As we begin discussing an Alert Tech pilot project, one of the questions we’re frequently asked is, “How many stores do you use for a pilot project?” We don’t have a fixed number, because there is a different answer for each retailer, and that’s something we work though with you. This post will help begin that conversation.
The Purpose of a Pilot Project
If you’re considering a pilot project with Alert Tech, then you’ve begun to realize the value of Alert’s technology, but you want to test how well it works with your brand before you begin a large scale deployment. You’d like to answer questions such as:
- Will it work with our level of service?
- Will it work with our existing processes?
- Are there additional factors we can’t simulate or predict that could affect how well this will work for us?
In order to answer those questions, we need to define what it means for a pilot to “work.”
Begin by Defining Success
Before starting a pilot project, we want to be clear on what success looks like for your brand. If – like most retailers – you’re not currently collecting data like this in your stores, you may not have a good idea of your starting point. So let’s see where you are first and then adjust accordingly.
Start With a Baseline
Based on industry standards, we could set one preliminary goal of, say, driving 30% of door traffic to the fitting rooms. When we begin a pilot, we’ll have an actual baseline for your stores, and at this point we might realize that 30% is not a realistic number for you. Once we know where your stores are performing, we can set realistic goals together, and then see if we can achieve those targets during the pilot.
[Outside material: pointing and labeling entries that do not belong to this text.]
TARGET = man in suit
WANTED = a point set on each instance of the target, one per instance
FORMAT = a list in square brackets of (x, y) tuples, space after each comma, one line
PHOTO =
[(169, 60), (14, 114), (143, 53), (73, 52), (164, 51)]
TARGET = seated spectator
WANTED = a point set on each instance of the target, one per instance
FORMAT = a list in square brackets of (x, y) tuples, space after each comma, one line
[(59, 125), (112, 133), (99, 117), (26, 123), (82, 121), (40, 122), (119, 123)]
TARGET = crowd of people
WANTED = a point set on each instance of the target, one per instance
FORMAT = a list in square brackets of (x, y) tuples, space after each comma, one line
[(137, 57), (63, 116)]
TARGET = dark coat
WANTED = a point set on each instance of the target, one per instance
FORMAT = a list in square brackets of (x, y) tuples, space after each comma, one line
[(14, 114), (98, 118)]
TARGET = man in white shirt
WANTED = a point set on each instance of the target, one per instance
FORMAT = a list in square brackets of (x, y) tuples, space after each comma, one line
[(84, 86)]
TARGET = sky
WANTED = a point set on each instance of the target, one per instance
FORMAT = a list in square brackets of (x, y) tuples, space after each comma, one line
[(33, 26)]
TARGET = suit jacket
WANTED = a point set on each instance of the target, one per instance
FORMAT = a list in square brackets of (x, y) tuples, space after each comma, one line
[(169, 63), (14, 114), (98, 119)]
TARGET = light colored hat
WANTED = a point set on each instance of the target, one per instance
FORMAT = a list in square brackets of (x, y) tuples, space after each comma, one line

Decide Which Stores to Use for a Pilot
Obviously, as a part of a pilot you want to see how well your brand can assimilate new technology and processes. But when you’re looking at driving ROI, one of the biggest markers of success is how far you can move the needle from your starting baseline. Let’s keep this in mind as we evaluate which stores to use for a pilot.
Testing at Top Performing Stores
You probably have a great set of stores that you like to use as your “test” stores – they have excellent managers and staff who are ready and willing to try something new and then give very good candid feedback. These “A” level stores have good processes and really deliver on your brand promise.
It can also be very interesting to assess how top performing stores respond when we look at various metrics. In some cases, we’ll find that an “A” level store is “sandbagging it”.. excelling in many areas, but with room to improve in one area. Fortunately, top players often have the ability to make a quick adjustment. With many of our clients, we see a very direct correlation between this adjustment and an increase in sales.
Overall, these “A” stores are great places to start with a pilot, but are also limiting. The problem is that not every store in your chain is operating at this level. Most, of course, are not.
Testing at Average Stores
Depending on your brand focus, you may measure average (what we’ll call “B” level) in terms of different sales or service metrics, including:
- Net Promoter Score
- Refer to Friend
If you would like to only run a pilot at only one type of store, you’ll get the best approximation of your chain-wide ROI at stores that perform closer to average.
Testing at Other Stores
Of course, you will also have “C” level stores. These stores may be a “C” for a variety of reasons: location, team, particular assortment, time of year, or some other reason. These stores may not be ones you would typically use to test something new, but there is one reason you want to consider including these in your pilot – there’s room for serious growth at this level.
Your “C” stores may have management who have had a taste of greatness and are hungry to improve. In addition, these stores have the most room to improve from the baseline – with the right tweaks, a “C” can become a “B” or even an “A.”
When you decide to roll out new technology across your entire brand, you’ll do so either during new construction or as a part of a remodel. These two types of installations have significant differences – there’s a different energy and a different type of team in place – so it’s good to have some of each type of store in a pilot project.
Selecting a Group of Stores For a Pilot
We recommend pilot projects that contain “A,” “B,” and “C” stores. This will enable you to answer a number of questions:
- Can you turn “B” stores into “A” stores?
- Can you turn “C” stores into “B” or even “A” stores?
- Can you further increase the performance of “A” stores?
- How much can you improve above the baseline at each level?
- What would that look like across the entire brand?
We recommend a cohort with more than one “A,” “B,” and “C” store. This mix of stores will provide the clearest idea of the results you would get if you were to roll out Alert Tech technology across your entire chain.
Due to budget constraints, pilot projects will rarely contain statistically significant sample size, but multiple stores will provide you with the best data to be able to make predictions and to decide whether to roll out the technology full scale. Ideally, there will be about 3 of each type of store in the pilot, with at least one or two new stores vs remodels.
How many stores do you use for a pilot project? There’s no one-size-fits-all answer, but there is a right answer for your brand and budget, and we’re happy to help you find it.